Terminata questa fase di raccolta delle informazioni, in queste settimane è in corso l’analisi dei risultati. Dai primi riscontri sono stati confermati i legami tra la percezione sensoriale e la dieta abituale. E cioè che le persone tendono ad avere una forte preferenza verso ciò che è dolce e un’avversione verso ciò che è amaro o acido. Ma sono emerse anche nuove interazioni tra la sensibilità alle percezioni orali e alcuni stati psicologici. Ad esempio ci sono persone che sono poco predisposte a mangiare cibi che non conoscono. Chi ha questa attitudine tende a percepire l’intensità del gusto amaro come più intensa rispetto a chi invece ha questo tratto più smussato.

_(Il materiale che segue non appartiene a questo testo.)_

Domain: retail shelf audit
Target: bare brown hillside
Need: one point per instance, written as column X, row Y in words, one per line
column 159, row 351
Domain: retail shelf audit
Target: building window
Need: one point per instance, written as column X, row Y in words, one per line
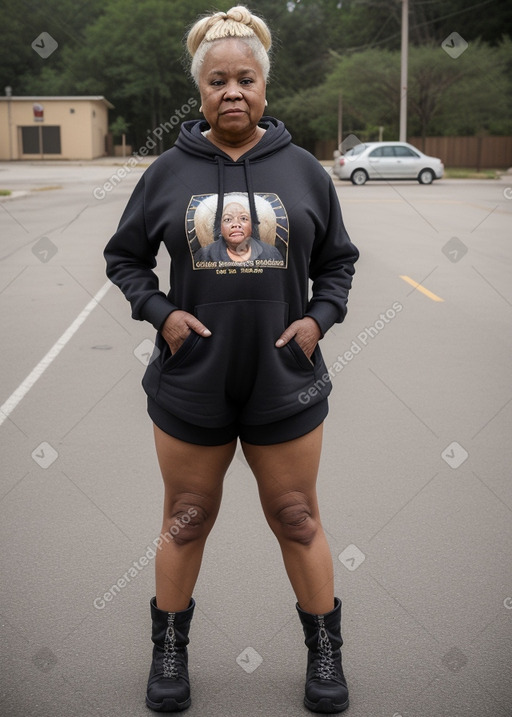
column 41, row 140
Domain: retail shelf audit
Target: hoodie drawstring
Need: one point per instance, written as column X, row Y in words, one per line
column 220, row 200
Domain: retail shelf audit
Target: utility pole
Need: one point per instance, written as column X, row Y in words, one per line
column 340, row 121
column 403, row 73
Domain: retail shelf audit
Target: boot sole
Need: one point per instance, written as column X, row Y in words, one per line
column 325, row 706
column 169, row 705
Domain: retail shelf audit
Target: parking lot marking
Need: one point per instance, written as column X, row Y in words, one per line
column 19, row 394
column 421, row 288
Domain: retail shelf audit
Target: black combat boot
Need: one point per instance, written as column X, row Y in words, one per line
column 168, row 684
column 326, row 687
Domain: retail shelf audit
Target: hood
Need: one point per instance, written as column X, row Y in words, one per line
column 191, row 140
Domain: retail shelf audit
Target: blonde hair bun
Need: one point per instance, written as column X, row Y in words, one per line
column 236, row 22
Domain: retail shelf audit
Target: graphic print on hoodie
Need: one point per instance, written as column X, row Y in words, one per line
column 239, row 243
column 281, row 210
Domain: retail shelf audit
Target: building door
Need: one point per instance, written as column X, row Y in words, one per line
column 41, row 139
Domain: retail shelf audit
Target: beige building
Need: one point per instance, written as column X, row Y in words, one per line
column 53, row 127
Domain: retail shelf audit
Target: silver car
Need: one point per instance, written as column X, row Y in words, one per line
column 386, row 160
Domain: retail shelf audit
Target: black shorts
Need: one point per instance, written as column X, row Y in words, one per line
column 262, row 435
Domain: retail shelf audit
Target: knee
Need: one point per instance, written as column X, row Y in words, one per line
column 188, row 519
column 294, row 520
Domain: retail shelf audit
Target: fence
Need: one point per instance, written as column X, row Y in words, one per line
column 477, row 152
column 469, row 152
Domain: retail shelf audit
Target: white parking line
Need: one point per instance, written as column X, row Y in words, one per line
column 19, row 394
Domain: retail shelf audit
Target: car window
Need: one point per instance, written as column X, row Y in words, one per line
column 385, row 151
column 353, row 151
column 404, row 152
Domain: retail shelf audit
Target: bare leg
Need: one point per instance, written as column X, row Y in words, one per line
column 193, row 477
column 286, row 475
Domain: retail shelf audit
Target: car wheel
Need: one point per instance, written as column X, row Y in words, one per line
column 358, row 177
column 426, row 176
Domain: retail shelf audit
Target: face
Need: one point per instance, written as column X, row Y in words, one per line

Secondo i ricercatori c’è una interconnessione tra la mente e le abitudini alimentari. Il modo in cui vengono processati gli stimoli rappresenta il ponte tra queste due componenti.

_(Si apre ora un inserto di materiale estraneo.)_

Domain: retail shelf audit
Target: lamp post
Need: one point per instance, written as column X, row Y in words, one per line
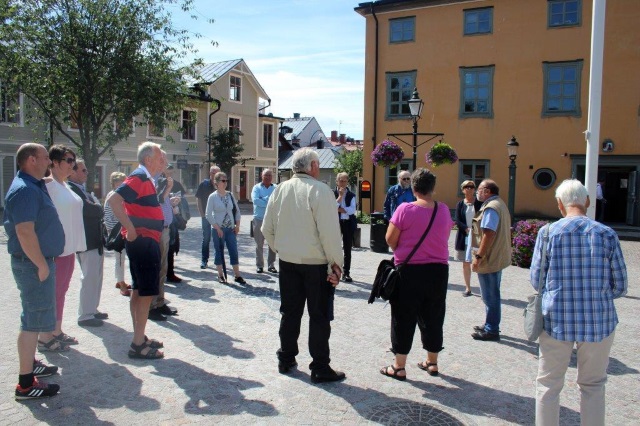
column 512, row 150
column 415, row 107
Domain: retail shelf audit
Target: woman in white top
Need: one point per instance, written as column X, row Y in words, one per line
column 69, row 207
column 110, row 220
column 226, row 225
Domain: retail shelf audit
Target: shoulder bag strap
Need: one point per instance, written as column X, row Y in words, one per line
column 433, row 216
column 542, row 279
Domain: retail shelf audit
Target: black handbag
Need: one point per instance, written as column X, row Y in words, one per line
column 387, row 280
column 115, row 241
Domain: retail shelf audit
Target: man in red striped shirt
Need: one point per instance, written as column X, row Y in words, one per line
column 136, row 206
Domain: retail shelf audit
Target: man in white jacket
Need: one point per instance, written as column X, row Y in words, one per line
column 301, row 225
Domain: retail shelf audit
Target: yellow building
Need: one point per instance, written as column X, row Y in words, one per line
column 489, row 69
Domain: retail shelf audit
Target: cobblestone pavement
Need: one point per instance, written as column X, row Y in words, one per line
column 220, row 364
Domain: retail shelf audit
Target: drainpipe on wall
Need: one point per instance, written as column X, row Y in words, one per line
column 374, row 137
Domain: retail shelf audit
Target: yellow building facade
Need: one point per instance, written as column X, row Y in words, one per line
column 488, row 70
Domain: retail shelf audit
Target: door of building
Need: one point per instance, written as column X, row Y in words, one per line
column 243, row 185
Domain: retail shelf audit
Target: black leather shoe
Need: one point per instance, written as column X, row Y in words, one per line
column 284, row 367
column 91, row 322
column 167, row 310
column 328, row 375
column 156, row 315
column 486, row 336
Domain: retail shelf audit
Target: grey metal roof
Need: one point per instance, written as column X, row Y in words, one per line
column 297, row 124
column 327, row 158
column 211, row 72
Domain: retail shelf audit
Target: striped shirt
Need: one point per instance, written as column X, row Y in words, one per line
column 586, row 271
column 141, row 204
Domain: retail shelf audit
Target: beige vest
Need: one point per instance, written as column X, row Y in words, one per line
column 499, row 255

Nella prossima fase del progetto, il team di ricerca si concentrerà sull’analisi congiunta dei dati, integrando i profili microbici e genetici di studentesse e studenti in collaborazione con il Dipartimento Cibio e l’Università di Trieste. Questo permetterà non solo di ampliare le conoscenze sui meccanismi biologici alla base della percezione sensoriale, ma anche di aprire nuove prospettive per la definizione di strategie finalizzate al miglioramento delle abitudini alimentari tra adolescenti.
“Il traguardo da raggiungere è un regime di dieta sempre più personalizzato per fasce d’età. Che non deve essere solo equilibrato ma deve anche piacere. Siamo convinti che attraverso un connubio tra quanto piace e quanto fa bene si può raggiungere l’obiettivo di far mangiare alle persone quello che effettivamente è sano,” conclude Flavia Gasperi.
Il progetto è realizzato nell’ambito delle attività finanziate dal Pnrr per il consorzio Inest (Interconnected Nord-Est Innovation Ecosystem). L’Università di Trento coordina il gruppo di ricerca che si occupa dei temi della salute, dell’alimentazione e dei sani stili di vita (Spoke 2).